A comparison of locally analytic group cohomology and Lie algebra cohomology for p-adic Lie groups

TL;DR

This paper provides a new proof and generalization of Lazard's comparison theorem, establishing an isomorphism between locally analytic group cohomology and Lie algebra cohomology for p-adic Lie groups using formal group laws.

Contribution

It introduces a novel proof independent of Lazard's original approach and extends the comparison to broader classes of p-adic Lie groups.

Findings

The Lazard morphism is an isomorphism for an open subgroup of G.

The proof employs formal group law theory.

The result applies to K-Lie groups over finite extensions of p-adic numbers.

Abstract

The main result of this work is a new proof and generalization of Lazard's comparison theorem of locally analytic group cohomology with Lie algebra cohomology for K-Lie groups, where K is a finite extension of the p-adic numbers.

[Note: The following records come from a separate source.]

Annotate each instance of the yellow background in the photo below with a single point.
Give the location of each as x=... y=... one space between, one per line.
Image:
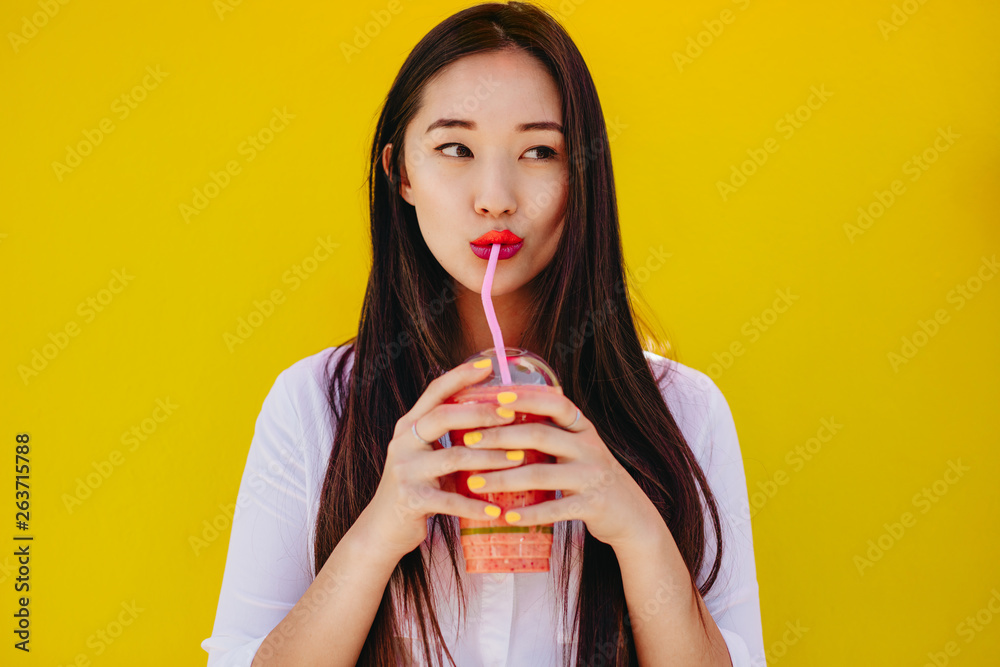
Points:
x=681 y=130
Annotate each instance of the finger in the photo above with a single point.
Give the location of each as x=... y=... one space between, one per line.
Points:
x=565 y=477
x=459 y=417
x=555 y=406
x=446 y=461
x=443 y=387
x=437 y=501
x=550 y=511
x=544 y=438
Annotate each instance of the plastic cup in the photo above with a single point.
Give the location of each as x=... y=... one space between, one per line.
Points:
x=493 y=545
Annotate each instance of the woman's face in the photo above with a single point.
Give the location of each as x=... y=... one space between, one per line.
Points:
x=487 y=172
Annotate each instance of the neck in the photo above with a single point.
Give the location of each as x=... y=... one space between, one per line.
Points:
x=511 y=312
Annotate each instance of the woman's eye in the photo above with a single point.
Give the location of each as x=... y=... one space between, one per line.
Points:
x=457 y=146
x=546 y=153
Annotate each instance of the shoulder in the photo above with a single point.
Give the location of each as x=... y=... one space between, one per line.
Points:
x=309 y=378
x=302 y=390
x=694 y=400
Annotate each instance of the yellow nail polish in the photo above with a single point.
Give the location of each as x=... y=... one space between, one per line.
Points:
x=506 y=397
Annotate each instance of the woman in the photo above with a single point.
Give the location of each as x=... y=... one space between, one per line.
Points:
x=344 y=550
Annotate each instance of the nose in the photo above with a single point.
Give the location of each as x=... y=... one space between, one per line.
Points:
x=495 y=195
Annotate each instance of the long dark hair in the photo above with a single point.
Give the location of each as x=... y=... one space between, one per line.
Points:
x=581 y=321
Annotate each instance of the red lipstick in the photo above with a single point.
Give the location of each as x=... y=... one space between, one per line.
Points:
x=506 y=237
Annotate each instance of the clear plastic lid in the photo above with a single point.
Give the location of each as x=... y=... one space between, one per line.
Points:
x=526 y=368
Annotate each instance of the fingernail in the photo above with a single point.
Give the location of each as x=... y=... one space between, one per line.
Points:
x=506 y=397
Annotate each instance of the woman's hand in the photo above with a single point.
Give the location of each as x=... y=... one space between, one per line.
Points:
x=595 y=487
x=409 y=490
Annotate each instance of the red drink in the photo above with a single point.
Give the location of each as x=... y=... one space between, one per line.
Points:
x=493 y=545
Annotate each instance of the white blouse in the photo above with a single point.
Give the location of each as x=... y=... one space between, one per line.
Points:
x=511 y=619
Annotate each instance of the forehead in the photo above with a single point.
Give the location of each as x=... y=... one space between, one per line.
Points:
x=497 y=90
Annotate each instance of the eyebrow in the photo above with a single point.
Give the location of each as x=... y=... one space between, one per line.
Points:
x=471 y=125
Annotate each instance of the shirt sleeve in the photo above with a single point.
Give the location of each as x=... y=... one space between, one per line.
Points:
x=734 y=600
x=267 y=566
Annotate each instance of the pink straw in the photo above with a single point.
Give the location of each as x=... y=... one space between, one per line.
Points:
x=491 y=316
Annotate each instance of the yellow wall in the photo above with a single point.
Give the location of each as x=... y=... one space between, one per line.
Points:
x=679 y=128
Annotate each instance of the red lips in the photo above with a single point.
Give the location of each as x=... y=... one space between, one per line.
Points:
x=506 y=237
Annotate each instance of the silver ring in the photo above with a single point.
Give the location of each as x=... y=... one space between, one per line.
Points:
x=419 y=439
x=567 y=428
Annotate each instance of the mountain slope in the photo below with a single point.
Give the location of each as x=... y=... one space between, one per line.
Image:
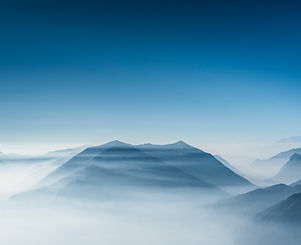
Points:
x=291 y=171
x=198 y=163
x=256 y=201
x=272 y=165
x=117 y=165
x=287 y=211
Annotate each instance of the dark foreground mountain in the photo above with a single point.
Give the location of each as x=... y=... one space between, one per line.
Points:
x=258 y=200
x=285 y=212
x=116 y=166
x=290 y=172
x=199 y=164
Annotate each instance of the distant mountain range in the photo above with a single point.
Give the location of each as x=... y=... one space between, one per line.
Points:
x=290 y=172
x=118 y=165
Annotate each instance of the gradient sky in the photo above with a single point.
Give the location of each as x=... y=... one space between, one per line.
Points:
x=86 y=72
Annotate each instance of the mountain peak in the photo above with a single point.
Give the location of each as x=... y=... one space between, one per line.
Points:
x=114 y=143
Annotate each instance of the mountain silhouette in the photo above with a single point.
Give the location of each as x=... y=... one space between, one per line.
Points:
x=290 y=172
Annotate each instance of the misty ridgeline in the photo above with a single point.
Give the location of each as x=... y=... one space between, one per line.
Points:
x=119 y=193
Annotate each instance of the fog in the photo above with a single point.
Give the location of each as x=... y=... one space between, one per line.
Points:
x=139 y=219
x=147 y=215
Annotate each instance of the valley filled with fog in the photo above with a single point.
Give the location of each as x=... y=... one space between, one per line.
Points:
x=119 y=193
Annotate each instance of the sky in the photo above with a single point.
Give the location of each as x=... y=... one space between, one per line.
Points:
x=206 y=72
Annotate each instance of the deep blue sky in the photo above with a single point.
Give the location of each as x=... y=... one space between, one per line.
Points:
x=201 y=71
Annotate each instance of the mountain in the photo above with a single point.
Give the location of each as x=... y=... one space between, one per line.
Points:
x=198 y=163
x=119 y=166
x=272 y=165
x=290 y=172
x=258 y=200
x=285 y=212
x=228 y=165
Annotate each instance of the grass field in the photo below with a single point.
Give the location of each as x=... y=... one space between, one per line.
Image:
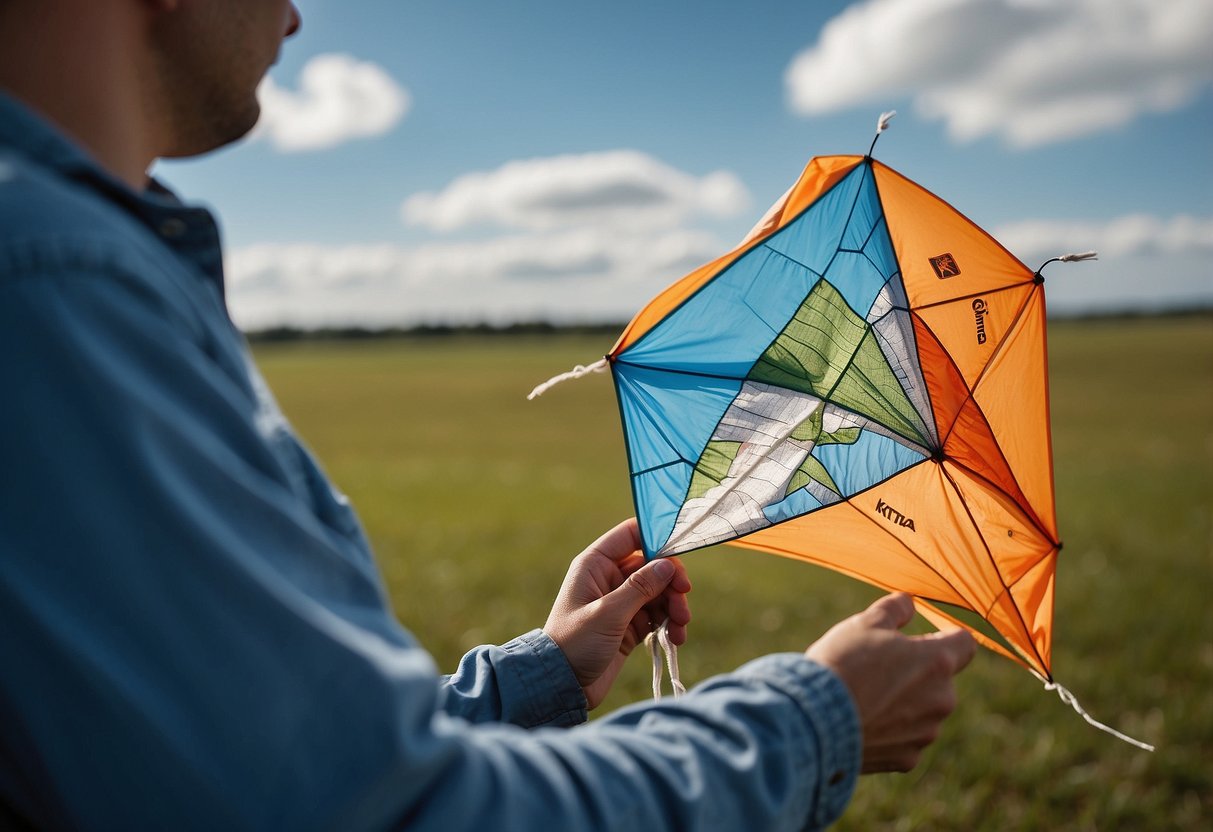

We show the following theorem: Let K be a finite extension of the p-adic numbers and let G be a K-Lie group. Then there exists an open subgroup U of G such that the Lazard morphism, which is induced by differentiating cochains, is an isomorphism. The proof of this theorem is independent of the proof of Lazard's comparison result. Our strategy to prove the comparison isomorphism between locally analytic group cohomology and Lie algebra cohomology uses the theory of formal group laws. And in a second step we consider standard groups.